Life is so unpredictable that an ordinary lifestyle can be tough to maintain that is why Future Generali Flexi Online Term Plan is introduced in India. This plan provides enough support to the insured individual's family, so that even if policyholder is absent they can lead a normal life. 

Eligibility Required to take the Plan

Individual need to meet the given basic requirement to take this plan:

  • Minimum age for entry :
    • Basic life coverage - 18 years
    • Income protection plan- 25 years
  • Minimum age of maturity :
    • Basic life coverage - 28 years
    • Income protection plan- 45 years
  • Maximum age of maturity :
    • The criteria for this is depend on the applicant's lifestyle.
    • Basic life cover- 65 years (for smokers), 75 years (for non-smokers)
    • Income protection plan - 65 years
  • Minimum duration of policy: 10 years
  • Minimum premium per month: Policyholder's age decides minimum premium per month and it starts at twenty-five thousand rupees.

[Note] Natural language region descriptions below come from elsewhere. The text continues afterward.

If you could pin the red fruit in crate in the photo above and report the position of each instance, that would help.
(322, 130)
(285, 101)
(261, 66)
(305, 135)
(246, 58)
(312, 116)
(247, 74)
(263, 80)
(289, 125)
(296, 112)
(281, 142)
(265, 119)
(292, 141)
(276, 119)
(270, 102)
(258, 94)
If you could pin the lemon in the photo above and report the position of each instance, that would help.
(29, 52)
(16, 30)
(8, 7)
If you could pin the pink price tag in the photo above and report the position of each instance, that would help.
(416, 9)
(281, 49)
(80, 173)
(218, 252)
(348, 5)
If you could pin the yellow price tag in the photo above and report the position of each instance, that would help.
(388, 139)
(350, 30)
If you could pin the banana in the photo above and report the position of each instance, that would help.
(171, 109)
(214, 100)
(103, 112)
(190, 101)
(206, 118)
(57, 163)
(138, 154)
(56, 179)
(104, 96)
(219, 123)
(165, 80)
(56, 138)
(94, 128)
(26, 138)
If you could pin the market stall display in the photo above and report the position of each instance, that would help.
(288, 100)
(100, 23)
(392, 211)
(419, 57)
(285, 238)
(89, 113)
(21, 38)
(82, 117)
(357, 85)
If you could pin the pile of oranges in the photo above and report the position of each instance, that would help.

Characteristics of the Plan:

  • Reasonable premiums: The insured get high risk cover at a reasonable premium amount.
  • Simple: This plan can be understood easily and purchased online which makes it convenient and quick.
  • Customization: The freedom to policyholders has been given in such a way that they can customise the plan by choosing the payment option that suits the requirement of their family. Individual has the choice between the income protection plan and life cover plan.
  • Option of multiple payments: Individuals can make payment either in lump sum or monthly or the combination of both.
  • Special rates of premium: In this feature non- smokers and women are allowed for lower premium rates along with incentive to lead healthy life.

Discounts: Policyholders, who have opted for high assured sum, are provided with discounts on premium.

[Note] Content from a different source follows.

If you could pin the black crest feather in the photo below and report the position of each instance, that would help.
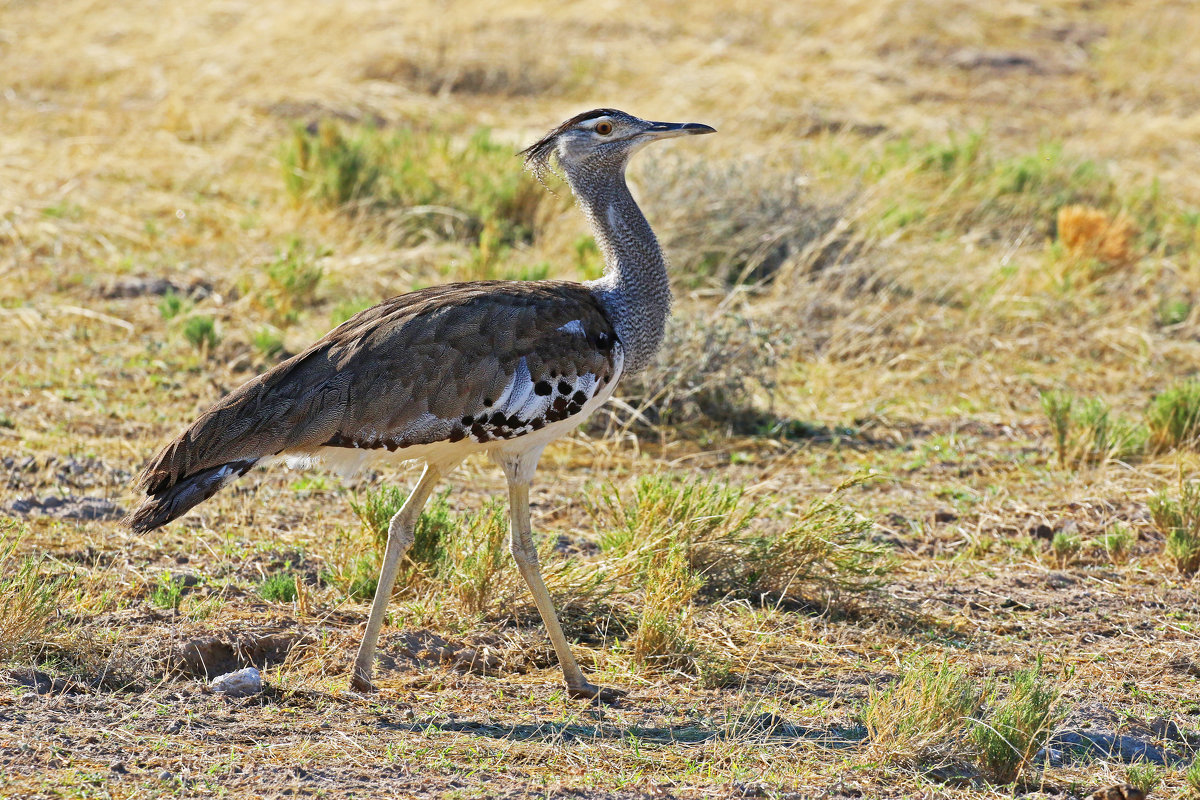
(537, 156)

  • Free look duration: One can return the policy within the free look duration which is of thirty days.
  • Grace duration: Grace period of 30 days is given if one fails to pay any premium due.
  • Extended Protection: Protection is given to the customers up to 75 years of age.

Advantages of the Plan

  • Tax Advantages: One can also get rebate in tax for the premium which is paid under appropriate Income Tax Act sections.
  • Death Advantages: In case of sudden death of the policy holder, the nominee gets death benefit. The amount of death benefit can be higher of either 105% of total paid premiums or it can be times of the annual premium or the assured sum. The policyholder has the option to choose how the nominee will receive the advantages.

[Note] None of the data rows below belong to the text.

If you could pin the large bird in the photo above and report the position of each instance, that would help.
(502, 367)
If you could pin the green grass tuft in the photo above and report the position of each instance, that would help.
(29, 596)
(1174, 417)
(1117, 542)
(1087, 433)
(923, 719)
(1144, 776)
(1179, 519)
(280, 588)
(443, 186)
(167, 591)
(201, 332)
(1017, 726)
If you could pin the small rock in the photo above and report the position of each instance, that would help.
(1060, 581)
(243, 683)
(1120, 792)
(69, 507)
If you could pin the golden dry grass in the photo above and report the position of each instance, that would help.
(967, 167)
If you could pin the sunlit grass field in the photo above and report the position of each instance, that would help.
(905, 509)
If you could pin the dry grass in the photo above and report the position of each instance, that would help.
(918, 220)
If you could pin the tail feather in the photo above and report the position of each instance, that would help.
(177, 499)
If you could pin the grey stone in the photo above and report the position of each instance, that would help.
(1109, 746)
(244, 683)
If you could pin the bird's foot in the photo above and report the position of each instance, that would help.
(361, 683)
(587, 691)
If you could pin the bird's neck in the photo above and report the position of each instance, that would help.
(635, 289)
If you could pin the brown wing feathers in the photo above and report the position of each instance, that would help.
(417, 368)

Mrs. Anita, who is 38 years old, wants to buy a basic life coverage policy along with a coverage of one crore rupees for the duration of 30 years. For this plan, she pays premium of ten thousand rupees every year. Fifteen years later, she discoveres that she has cancer and after few months she dies. In this situation, her son who is nominee and is of 25 years old will get the death benefit and the amount will be one crore rupees and the policy will end there.